There were several suitable candidates for the Outrage this week. A Harvard educated MBA trained as an accountant, who founded a center to deal with governance issues in global financial institutions, claimed to be befuddled by both accounting rules and good governance practices. RIM co-CEO Jim Balsillie spun quite a story to escape any suggestion of wrongdoing over stock options he and others backdated at that company.
Then there is the role of the Ontario Securities Commission in all of this, which is becoming quite a loser in enforcement cases. A conviction in a major stock tipping case was thrown out on appeal. The Bre-X trial has taken years without result. They dropped a case altogether last week in the middle of the trial. And there is the regulator’s perpetual tardiness in adopting rules to protect investors and give them more clout long after they have been approved in the United States.
Since last September, the OSC has given RIM extension after extension for the filing of financial statements. They even allowed company founders to exercise more than 750,000 stock options during this period. This week, they extended their extensions until June. There is not the slightest evidence to suggest that the OSC sees anything terribly wrong with a company that repeatedly fails to provide investors with the audited information they are entitled to by law, which along with its embarrassingly inept enforcement record, leaves many to conclude that the OSC must be the most dysfunctional securities regulator in the G7. Does the OSC even have files marked Livent or Nortel any longer or is justice to be a casualty there as well?

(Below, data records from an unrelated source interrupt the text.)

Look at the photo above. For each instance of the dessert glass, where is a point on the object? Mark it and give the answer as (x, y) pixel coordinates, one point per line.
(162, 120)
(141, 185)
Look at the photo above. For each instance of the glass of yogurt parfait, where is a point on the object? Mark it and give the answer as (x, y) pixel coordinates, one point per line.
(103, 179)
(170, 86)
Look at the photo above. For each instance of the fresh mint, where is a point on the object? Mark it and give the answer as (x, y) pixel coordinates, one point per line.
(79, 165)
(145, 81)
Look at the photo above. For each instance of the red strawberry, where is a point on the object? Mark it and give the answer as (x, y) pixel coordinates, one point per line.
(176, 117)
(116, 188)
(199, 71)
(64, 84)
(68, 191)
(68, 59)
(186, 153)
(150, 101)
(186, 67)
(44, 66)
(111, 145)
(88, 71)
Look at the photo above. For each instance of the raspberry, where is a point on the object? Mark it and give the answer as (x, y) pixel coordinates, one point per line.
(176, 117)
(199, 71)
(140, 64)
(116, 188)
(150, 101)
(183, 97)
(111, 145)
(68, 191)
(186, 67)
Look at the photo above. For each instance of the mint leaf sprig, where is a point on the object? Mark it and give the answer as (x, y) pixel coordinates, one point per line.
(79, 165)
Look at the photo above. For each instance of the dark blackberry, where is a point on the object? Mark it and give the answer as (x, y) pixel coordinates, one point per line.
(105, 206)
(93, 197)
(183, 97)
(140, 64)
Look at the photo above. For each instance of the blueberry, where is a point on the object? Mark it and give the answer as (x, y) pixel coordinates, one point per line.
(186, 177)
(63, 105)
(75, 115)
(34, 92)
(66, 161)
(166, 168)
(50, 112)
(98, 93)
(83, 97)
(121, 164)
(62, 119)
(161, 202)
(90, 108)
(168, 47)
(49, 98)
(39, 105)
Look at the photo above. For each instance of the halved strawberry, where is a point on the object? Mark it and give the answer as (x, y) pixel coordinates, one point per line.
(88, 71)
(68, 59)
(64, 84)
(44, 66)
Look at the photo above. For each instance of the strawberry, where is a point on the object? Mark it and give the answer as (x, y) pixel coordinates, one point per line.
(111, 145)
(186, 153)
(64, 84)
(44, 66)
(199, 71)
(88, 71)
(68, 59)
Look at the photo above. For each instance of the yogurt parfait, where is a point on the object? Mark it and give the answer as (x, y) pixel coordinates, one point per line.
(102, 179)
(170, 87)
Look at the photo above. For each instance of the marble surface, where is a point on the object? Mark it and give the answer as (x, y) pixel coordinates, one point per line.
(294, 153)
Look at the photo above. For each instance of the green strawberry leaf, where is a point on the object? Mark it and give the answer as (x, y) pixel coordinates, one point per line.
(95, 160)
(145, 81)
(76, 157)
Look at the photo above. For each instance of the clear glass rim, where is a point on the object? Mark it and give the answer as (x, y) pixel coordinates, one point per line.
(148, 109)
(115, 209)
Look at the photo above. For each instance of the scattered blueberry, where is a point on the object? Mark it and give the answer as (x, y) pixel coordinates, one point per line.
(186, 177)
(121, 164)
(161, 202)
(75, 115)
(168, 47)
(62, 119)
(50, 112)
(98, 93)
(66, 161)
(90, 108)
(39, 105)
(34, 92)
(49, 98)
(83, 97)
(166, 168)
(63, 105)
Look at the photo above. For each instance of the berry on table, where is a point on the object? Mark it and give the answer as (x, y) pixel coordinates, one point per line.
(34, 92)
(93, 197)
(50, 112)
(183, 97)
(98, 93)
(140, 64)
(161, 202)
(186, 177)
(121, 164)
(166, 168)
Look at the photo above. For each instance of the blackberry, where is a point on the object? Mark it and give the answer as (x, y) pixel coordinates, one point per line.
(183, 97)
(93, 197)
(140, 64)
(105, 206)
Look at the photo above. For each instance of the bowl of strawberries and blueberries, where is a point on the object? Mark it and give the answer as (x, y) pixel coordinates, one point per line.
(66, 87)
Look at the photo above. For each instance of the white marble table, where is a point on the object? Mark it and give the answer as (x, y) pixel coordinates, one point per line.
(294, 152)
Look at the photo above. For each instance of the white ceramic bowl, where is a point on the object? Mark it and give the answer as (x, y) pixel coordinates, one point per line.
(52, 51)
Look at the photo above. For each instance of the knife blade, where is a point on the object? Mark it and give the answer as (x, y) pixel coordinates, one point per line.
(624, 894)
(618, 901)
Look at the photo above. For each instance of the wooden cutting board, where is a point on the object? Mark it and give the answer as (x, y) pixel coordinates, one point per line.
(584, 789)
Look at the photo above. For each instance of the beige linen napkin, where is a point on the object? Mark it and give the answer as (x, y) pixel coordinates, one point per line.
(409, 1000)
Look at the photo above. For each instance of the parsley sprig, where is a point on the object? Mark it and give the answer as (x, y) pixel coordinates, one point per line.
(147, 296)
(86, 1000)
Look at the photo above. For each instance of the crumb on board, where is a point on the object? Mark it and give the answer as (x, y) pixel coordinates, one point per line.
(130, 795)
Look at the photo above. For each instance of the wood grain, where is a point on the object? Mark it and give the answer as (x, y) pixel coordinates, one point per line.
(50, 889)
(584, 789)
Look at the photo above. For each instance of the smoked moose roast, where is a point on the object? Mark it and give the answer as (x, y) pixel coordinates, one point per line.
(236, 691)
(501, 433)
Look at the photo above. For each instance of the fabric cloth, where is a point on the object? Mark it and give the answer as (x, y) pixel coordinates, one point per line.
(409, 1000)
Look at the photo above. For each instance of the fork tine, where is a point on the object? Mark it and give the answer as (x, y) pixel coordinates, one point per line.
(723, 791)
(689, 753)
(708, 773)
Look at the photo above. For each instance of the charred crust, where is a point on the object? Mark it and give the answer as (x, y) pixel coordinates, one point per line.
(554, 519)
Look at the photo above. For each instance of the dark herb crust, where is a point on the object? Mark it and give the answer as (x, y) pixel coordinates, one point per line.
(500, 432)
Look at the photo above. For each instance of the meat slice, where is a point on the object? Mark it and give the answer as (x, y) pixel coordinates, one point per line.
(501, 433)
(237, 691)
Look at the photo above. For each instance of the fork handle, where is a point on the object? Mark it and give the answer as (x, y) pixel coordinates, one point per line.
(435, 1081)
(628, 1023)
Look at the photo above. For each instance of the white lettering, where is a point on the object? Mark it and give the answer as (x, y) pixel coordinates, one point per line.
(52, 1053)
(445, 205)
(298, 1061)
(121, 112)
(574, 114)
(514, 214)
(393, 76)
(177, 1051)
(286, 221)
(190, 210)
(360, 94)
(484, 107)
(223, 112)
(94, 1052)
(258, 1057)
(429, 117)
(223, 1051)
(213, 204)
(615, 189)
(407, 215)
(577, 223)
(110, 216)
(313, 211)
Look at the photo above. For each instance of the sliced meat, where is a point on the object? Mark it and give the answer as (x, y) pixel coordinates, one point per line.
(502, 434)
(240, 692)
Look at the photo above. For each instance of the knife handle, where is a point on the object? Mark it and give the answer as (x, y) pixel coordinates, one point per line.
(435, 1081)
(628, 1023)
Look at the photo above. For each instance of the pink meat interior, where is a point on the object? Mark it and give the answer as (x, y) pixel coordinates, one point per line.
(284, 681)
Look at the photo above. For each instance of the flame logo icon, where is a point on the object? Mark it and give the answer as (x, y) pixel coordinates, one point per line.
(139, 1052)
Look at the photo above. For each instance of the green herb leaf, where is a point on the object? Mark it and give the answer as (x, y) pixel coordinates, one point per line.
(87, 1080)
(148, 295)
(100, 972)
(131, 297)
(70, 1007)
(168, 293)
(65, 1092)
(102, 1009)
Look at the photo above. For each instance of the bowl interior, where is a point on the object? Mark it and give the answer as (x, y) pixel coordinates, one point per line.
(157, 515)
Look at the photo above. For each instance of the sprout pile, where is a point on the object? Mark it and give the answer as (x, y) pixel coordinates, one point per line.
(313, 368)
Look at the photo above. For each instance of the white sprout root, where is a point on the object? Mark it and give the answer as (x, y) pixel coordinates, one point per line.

Worthy as these incidents are for this weekly slot, they pale in comparison to revelations that certain U.S. companies exploited the terrorist attacks on America by backdating stock options to that horrific time in order to further line their pockets. When the full extent of this disgraceful conduct emerges, it will shock and outrage Americans in a way that previous abuses in CEO pay have not.
Much has been said and written about the generation that fought a world war against oppression, saved democracy and built the foundation for today’s prosperity. They have been called the Greatest Generation. This was the generation of my father and mother. The grandchildren of this generation carry on that tradition on battlefields far away in Afghanistan and Iraq, where they courageously fight to bring peace to lands too long in the grip of tyrants and the intolerant. I have opposed the war in Iraq and, more particularly, the manner of its commencement and execution by the Bush administration. But I have never for a second doubted the heroism of those answering their country’s call.
At home, however, we see time and again leadership of a different kind: a world where no CEO can be left behind. For many, there is never enough. They believe the world owes them tens, and sometimes hundreds, of millions just for showing up. They need to be motivated, so the conventional boardroom wisdom goes. And the money just pours into their laps. Thus we see, both in the United States and in Canada, reflections of the Greatest Generation and what I call the Greediest Generation: young men and women struggling and dying for a cause that is greater than themselves; CEOs amassing unparalleled fortunes for a cause that is so often singularly about themselves.
And now we have some that have used the tragedy of 9-11 as an opportunity to gain even more. It doesn’t get much worse than that in the boardroom. Which takes this growing scandal of stock options backdating into an entirely different ethical sphere that should appall responsible investors and thoughtful individuals. It is a story we will be hearing much more about in the weeks and months ahead and is, without doubt, the Outrage of the Week.